İSTİNAF NEDENLERİ : Davalı vekili, davacının bu davadaki talepleri Karşıyaka 1. Asliye Hukuk Mahkemesinin 2018/646E sayılı dosyası üzerinden ikame edilen dava konusu olup davacının ikinci kez aynı davayı açtığı için dava şartı yokluğundan davanın reddi gerektiğini, müvekkilinin ikamet adresine göre Karşıyaka mahkemelerinin yetkili olduğunu, müvekkilinin dava dışı …. Şti ile 06.06.2014 tarihinde imzalamış olduğu işyeri devri sözleşmesi ile bu şirkete ait … Bostanlı Şubesini …’dan edinilen franchise hakkını, bu hakka ait imtiyazları, şubeye ait milli eğitim ruhsatlarını, tüm demirbaş ve eğitim malzemelerini devraldığını, bu devrin davacılara bildirildiğini, davacıların devir tarihi itibariyle franchise ilişkilerine müvekkili ile birlikte devam ettiğini, müvekkilinin devraldığı işyeri ile davacıların ana bayisi … A.Ş. 15.02.2011 tarihinde Eğitim Merkezi Franchise Sözleşmesi imzaladığını, 15.02.2015 tarihinde müvekkili ile ana bayi … A.Ş arasında imzalanan süre uzatım sözleşmesiyle sözleşme süresinin 14.02.2019 tarihine kadar uzatıldığını, dava dilekçesinde hem … A.Ş ile aralarındaki sözleşmenin 30.06.2017 tarihinde sona erdiğini ve bu tarihten sonra yenilenmediğini, hem de sözleşmeyi 26.06.2016 tarihi saat 11.59 itibariyle sona erdirdiklerini iddia ettiğini, davacıların bu beyanlarının dahi çeliştiğini, sözleşmenin fesih tarihlerinin kendileri tarafından net olarak bilinmediğini, müvekkilin … A.Ş. ana franchise yetkilisi olduğu dönemde alt franchise yetkilisi olduğu dönemde alt franchise sözleşmesi imzaladığını, tüm sözleşme bedelini ödediğini, aksinin kabulü halinde 14.02.2019 tarihine kadar kullanmak üzere ödemiş olduğu franchise bedelinin karşılıksız kalacağını, davacıların müvekkili ile yapmış olduğu tüm görüşmelerde … şirketi ile yapılan sözleşmenin süresi boyunca sözlemenin geçerli olduğu, sözleşme süresince sözleşmede belirtilen yetkilerin davalı tarafından kullanılabileceğinin beyan ve taahhüt ettiklerini istinaf nedenleri olarak ileri sürmekle kararın kaldırılmasını istemiştir.
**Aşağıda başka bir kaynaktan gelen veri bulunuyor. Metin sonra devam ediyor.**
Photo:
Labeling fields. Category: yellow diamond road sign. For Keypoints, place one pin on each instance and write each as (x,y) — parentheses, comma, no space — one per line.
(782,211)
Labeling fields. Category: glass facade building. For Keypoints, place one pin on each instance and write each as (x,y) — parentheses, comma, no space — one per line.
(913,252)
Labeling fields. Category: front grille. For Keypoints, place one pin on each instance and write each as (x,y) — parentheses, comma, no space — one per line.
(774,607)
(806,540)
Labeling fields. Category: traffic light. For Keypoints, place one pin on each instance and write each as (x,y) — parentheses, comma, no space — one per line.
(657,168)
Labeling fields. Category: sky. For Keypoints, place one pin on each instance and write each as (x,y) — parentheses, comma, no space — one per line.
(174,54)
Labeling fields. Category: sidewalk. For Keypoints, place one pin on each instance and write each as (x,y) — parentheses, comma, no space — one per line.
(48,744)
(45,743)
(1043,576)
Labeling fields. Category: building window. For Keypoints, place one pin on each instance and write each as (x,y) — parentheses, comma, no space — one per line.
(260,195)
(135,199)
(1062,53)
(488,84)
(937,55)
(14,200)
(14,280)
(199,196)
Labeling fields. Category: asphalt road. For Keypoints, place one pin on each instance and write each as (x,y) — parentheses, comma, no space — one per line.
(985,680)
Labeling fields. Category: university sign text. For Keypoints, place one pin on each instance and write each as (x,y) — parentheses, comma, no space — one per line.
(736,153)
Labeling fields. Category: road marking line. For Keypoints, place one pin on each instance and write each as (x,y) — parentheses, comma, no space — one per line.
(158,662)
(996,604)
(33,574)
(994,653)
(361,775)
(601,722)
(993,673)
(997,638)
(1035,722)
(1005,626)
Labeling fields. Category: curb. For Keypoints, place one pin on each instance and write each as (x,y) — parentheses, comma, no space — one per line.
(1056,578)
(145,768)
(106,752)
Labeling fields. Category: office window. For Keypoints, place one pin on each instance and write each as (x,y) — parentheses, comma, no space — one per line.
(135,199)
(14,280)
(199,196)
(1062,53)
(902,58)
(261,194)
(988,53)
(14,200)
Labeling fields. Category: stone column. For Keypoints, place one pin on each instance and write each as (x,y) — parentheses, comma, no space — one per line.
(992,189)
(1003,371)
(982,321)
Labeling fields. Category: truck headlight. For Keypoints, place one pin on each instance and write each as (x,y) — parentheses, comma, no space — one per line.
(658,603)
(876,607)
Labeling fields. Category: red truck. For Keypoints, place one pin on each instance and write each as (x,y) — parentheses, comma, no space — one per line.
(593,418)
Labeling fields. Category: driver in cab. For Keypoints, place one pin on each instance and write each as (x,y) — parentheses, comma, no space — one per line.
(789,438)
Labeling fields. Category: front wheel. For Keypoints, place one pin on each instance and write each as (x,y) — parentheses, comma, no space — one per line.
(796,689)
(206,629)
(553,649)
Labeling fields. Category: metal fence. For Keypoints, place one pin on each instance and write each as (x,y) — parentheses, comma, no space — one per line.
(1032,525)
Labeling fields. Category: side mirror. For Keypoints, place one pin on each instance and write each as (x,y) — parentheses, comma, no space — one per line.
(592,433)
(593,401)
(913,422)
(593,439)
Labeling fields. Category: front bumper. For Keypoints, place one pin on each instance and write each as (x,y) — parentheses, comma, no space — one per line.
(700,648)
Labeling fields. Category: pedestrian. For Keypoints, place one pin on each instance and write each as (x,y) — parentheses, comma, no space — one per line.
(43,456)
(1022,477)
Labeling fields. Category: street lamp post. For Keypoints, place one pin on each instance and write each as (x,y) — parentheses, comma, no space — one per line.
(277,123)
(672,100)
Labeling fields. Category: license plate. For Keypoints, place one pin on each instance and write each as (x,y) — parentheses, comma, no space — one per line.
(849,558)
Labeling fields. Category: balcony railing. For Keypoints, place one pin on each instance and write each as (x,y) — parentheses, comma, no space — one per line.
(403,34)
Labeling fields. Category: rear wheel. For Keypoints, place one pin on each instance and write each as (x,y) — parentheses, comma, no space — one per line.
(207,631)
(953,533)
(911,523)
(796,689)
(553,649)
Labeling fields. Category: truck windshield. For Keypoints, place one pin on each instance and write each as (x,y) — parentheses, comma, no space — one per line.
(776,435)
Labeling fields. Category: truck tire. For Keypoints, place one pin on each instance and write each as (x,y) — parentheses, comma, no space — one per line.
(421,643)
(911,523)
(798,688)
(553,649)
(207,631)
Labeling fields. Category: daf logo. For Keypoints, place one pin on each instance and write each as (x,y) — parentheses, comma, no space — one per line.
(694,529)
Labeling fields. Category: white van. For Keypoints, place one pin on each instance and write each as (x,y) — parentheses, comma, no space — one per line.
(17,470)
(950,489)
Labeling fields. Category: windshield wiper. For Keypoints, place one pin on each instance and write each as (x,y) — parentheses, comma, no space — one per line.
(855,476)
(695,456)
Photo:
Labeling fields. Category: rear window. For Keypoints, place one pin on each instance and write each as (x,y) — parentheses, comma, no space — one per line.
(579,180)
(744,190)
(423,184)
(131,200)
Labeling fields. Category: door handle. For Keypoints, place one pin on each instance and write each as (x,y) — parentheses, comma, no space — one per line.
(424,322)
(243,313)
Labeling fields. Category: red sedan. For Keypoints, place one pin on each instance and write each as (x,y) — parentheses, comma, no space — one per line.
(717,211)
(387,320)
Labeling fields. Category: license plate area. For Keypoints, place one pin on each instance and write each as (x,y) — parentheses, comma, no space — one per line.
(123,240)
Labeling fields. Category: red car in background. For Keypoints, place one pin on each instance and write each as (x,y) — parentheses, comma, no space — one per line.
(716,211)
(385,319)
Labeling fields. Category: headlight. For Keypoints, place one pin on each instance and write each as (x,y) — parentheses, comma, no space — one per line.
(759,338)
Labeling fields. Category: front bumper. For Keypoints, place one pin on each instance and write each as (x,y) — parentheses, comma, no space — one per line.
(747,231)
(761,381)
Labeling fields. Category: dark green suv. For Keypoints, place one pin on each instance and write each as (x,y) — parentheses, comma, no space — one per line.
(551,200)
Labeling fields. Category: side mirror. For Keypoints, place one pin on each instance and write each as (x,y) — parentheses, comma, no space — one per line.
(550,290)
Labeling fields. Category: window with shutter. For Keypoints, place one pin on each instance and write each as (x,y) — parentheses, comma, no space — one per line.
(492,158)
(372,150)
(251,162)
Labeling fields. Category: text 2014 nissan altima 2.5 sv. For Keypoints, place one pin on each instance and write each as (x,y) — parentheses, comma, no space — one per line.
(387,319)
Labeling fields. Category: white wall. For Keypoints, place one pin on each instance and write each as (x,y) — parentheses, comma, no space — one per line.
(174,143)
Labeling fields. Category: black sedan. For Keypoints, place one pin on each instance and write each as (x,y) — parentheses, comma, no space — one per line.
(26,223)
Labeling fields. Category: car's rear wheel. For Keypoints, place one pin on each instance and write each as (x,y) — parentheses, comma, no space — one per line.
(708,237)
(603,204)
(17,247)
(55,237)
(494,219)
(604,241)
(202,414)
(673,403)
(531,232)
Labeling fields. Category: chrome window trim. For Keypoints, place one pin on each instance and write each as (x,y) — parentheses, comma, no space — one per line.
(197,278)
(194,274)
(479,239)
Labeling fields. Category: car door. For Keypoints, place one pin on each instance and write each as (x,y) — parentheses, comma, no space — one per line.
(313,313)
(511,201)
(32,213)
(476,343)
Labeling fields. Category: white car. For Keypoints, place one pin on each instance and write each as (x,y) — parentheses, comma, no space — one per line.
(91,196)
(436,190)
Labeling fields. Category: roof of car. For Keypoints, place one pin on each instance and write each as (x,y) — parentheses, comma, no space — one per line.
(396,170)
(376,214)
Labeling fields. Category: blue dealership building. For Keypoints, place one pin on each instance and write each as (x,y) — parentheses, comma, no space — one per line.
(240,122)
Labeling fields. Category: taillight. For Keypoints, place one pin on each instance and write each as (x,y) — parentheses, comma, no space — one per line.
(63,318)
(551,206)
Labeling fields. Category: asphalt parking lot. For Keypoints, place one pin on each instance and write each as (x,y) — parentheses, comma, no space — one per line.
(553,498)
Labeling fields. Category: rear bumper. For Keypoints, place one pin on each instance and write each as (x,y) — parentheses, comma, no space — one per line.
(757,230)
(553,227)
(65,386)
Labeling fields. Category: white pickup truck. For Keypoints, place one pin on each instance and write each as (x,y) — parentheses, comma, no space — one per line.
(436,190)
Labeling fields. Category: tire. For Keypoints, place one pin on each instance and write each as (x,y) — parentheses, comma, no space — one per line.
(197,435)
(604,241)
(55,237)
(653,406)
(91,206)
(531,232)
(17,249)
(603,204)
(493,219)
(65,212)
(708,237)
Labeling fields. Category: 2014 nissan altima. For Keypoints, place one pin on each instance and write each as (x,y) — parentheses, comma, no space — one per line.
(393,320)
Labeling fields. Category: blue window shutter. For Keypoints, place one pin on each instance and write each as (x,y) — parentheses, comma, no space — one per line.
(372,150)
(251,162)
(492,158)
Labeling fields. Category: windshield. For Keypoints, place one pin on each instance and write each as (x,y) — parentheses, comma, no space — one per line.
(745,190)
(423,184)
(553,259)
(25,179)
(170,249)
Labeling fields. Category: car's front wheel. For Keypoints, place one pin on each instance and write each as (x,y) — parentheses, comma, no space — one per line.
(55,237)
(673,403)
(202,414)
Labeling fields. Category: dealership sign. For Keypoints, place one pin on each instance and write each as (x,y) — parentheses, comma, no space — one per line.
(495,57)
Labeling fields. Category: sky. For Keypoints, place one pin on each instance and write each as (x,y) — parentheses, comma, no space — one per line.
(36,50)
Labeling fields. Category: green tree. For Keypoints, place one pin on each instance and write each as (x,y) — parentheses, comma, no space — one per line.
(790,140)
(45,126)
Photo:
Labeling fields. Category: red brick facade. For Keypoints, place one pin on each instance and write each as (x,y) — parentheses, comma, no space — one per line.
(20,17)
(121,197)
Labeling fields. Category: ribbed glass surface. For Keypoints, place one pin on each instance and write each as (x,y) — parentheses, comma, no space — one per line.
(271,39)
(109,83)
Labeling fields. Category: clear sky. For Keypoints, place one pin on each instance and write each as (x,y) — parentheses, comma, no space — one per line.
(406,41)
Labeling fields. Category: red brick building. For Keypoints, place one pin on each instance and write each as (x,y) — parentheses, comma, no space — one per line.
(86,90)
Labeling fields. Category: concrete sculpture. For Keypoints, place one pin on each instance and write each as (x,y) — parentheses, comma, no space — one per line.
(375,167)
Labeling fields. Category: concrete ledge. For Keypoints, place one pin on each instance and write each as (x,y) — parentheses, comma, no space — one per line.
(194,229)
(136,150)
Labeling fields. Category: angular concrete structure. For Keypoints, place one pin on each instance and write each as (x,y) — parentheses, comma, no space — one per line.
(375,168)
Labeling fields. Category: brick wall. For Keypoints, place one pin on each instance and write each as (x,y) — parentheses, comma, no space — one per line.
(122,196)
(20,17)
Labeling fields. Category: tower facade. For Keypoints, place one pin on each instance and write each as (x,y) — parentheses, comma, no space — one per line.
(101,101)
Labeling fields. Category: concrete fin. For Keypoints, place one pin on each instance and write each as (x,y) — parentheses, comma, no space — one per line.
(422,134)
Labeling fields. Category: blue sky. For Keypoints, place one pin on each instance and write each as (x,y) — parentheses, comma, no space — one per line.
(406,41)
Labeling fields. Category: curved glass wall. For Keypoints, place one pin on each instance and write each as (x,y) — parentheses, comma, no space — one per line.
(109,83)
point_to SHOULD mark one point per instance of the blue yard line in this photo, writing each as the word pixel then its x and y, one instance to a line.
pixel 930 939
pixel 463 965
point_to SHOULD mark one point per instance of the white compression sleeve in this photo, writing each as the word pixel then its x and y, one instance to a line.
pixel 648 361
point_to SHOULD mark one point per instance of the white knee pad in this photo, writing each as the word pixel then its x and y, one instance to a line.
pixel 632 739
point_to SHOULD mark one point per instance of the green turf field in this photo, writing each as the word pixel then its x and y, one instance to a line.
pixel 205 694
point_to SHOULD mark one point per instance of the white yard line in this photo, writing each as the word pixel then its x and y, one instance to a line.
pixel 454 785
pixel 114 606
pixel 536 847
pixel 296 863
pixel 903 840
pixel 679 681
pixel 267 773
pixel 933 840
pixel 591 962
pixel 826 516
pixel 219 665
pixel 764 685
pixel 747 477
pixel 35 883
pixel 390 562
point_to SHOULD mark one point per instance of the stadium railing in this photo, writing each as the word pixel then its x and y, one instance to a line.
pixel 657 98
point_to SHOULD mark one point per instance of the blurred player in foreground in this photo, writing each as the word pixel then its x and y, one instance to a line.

GEREKÇE : Dava, markaya tecavaüzün tespiti, önlenmesi istemine ilişkin olup ilk derece mahkemesince yukarıda yazılı gerekçeyle davanın reddine karar verilmiştir.
Dairemizce HMK’nın 355. maddesi uyarınca istinaf nedenleriyle ve resen kamu düzenine ilişkin sebeplerle sınırlı olarak istinaf incelemesi yapılmıştır.
Davacılar vekili, müvekkili şirketlerin kurucusu olan …’un eğitim metodları geliştirdiğini, müvekkili …. Limited(…)’nin “….” markasının sahibi olduğunu, diğer müvekkili … Limited(…)’nin dava dışı … A.Ş. ile …. Anaokulu Programı Ulusal Franchising Sözleşmesi ile …. İngilizce Progrmanı Ana Franchise Sözleşmesi olmak üzere iki ana franchise sözleşmesi imzalandığını, müvekkilinin dava dışı … adlı şirket ile sözleşmesini haklı nedenlerle feshettiğini, bu şirketle İngilizce konusunda alt franchise sözleşmesi imzalayan davalıya durum ihtarnameyle bildirilmiş olmasına ve davalı aleyhine markaya tecavüz konulu derdest dava bulunmasına rağmen davalının …. Anaokulu olarak tanıttığı anaokulu açtığını, davalının müvekkilinin marka hakkına tecavüz ettiğini ileri sürerek, markaya tecavüzün tespiti, önlenmesi talebinde bulunmuştur. Davalı vekili, dava dışı … A.Ş. ile sözleşmesinin 14.02.2019 tarihine kadar uzatıldığı için markaya tecavüzünden söz edilemeyeceğini, davacının sözlü görüşmelerde bu sözleşme süresinin sonuna kadar markayı kullanma hakkının bulunduğununu belirtildiğini savunmuştur.
Öncelikle Karşıyaka 3. Asliye Hukuk Mahkemesinin 2020/175E sayılı dosyasındaki davanın konusunu …/…’de muhkim … İngilizce kursu adı altında gerçekleştirilen markaya tecavüz iddiası oluşturduğu için derdestlik söz konusu değildir.
Davalının ikametgahı olan Karşıyaka, İzmir FSHHM’nin yargı sınırları içinde kaldığı için davalı vekilinin yetki itirazı haklı değildir.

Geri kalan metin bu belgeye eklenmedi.